Die Macht der Drei
Flut.
»Gefangen! Elend gefangen und in der Falle eingeschlossen wie Ratten. Beinahe auch schon ersäuft wie Ratten.«
Erik Truwor stieß die Worte hervor, während er die geballte Faust auf die Tischplatte fallen ließ.
Was war geschehen?
Silvester suchte sich die Vorgänge genau ins Gedächtnis zurückzurufen. Als er den Strahler verließ, wollte er ihn abstellen und den Zielpunkt von Düsseldorf fortnehmen. Die Bedienungsvorschrift war einfach. Erst den Energieschalter in die Ruhestellung, dann den Zielschalter. In seiner Erregung und Verwirrung hatte Silvester zwei Fehler begangen. Er hatten den Zielschalter nicht in die Ruhestellung auf ein unendlich entferntes Ziel gerückt, sondern in der verkehrten Richtung auf das nächstmögliche Ziel. Aus Sicherheitsgründen war die kleinste Zielentfernung des großen Strahlers auf hundert Meter bemessen. Denn wenn es möglich gewesen wäre, den Schalter auf den absoluten Nullpunkt zu bringen, dann mußte ja die Energie sich im Strahler selber konzentrieren, mußte den Apparat und nach menschlicher Voraussicht auch den, der ihn bediente, augenblicklich in Atome auflösen. Silvester hatte beim Fortgehen den großen Zielknopf falsch herumgestellt, und er hatte dem ersten Versehen ein zweites hinzugefügt, indem er auch den Energieknopf auf volle Leistung rückte. Der zweite Fehler war eine logische Folge des ersten. Beide Steuerknöpfe waren in der gleichen Richtung auf die Ruhestellung zubringen. Täuschte man sich bei der Richtung des ersten, war es sehr naheliegend, daß auch der zweite falsch geschaltet wurde.

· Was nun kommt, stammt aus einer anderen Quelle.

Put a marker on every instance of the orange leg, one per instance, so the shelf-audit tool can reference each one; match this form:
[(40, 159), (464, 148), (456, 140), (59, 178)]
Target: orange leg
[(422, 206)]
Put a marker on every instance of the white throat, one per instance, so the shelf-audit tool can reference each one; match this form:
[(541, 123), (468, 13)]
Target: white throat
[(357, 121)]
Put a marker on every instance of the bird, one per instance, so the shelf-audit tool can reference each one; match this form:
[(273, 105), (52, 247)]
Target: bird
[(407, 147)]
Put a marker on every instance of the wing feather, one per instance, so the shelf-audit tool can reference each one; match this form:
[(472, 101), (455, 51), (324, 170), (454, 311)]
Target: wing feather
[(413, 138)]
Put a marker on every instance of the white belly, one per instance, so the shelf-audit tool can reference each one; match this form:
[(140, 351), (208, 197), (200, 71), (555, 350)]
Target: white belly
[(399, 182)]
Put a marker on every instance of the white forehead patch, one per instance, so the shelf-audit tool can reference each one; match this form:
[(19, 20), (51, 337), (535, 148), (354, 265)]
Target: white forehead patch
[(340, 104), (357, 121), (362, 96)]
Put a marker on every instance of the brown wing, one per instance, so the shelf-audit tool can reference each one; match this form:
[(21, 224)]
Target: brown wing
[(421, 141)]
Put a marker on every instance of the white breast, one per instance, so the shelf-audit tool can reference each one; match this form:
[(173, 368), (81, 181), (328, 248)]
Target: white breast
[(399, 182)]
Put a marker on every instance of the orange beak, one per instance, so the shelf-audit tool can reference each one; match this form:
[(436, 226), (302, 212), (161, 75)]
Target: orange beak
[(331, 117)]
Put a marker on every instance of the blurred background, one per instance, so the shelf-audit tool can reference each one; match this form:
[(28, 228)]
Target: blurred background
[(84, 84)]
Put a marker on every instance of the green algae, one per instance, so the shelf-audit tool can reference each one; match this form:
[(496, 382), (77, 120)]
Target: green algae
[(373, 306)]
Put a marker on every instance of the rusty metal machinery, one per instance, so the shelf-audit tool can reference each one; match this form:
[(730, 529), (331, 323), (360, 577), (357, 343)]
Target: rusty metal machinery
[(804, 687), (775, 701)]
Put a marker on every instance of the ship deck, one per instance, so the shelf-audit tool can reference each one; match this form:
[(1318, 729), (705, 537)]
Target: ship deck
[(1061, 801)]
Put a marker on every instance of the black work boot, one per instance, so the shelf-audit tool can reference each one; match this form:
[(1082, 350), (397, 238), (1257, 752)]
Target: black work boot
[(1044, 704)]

Der Strahler hatte vom Pol aus die Richtung geradlinig auf Düsseldorf. Die Ziellinie schnitt, als mathematische Gerade schräg nach unten gerichtet, in den Erdball ein. Durch die falsche Bedienung hatten zehn Millionen Kilowatt in Form von Wärmeenergie schräg unterhalb des Eisberges, nur hundert Meter von ihm entfernt, im massiven Poleis gearbeitet. Mit der Wirkung natürlich, daß das Eis zu schmelzen begann, daß sich unter dem Eisberg ein immer größer werdender, mit Wasser gefüllter Raum bildete. Bis die schwache Eisdecke den Berg nicht mehr zu tragen vermochte. Bis sie auf der Seite des Berges, auf die der Strahler gerichtet war, krachend und knirschend zu Bruch ging und der Berg sich bald schräg nach unten in den geschmolzenen Pfuhl wälzte.
Der Berg hatte sich nach dem Brechen des Eises um beinahe dreißig Grad geneigt. Dann war er mit der Unterkante auf den Grund dieses so plötzlich entstandenen Sees aufgestoßen und zur Ruhe gekommen. Alle Eingänge des Baues waren dabei tief unter den Wasserspiegel geraten.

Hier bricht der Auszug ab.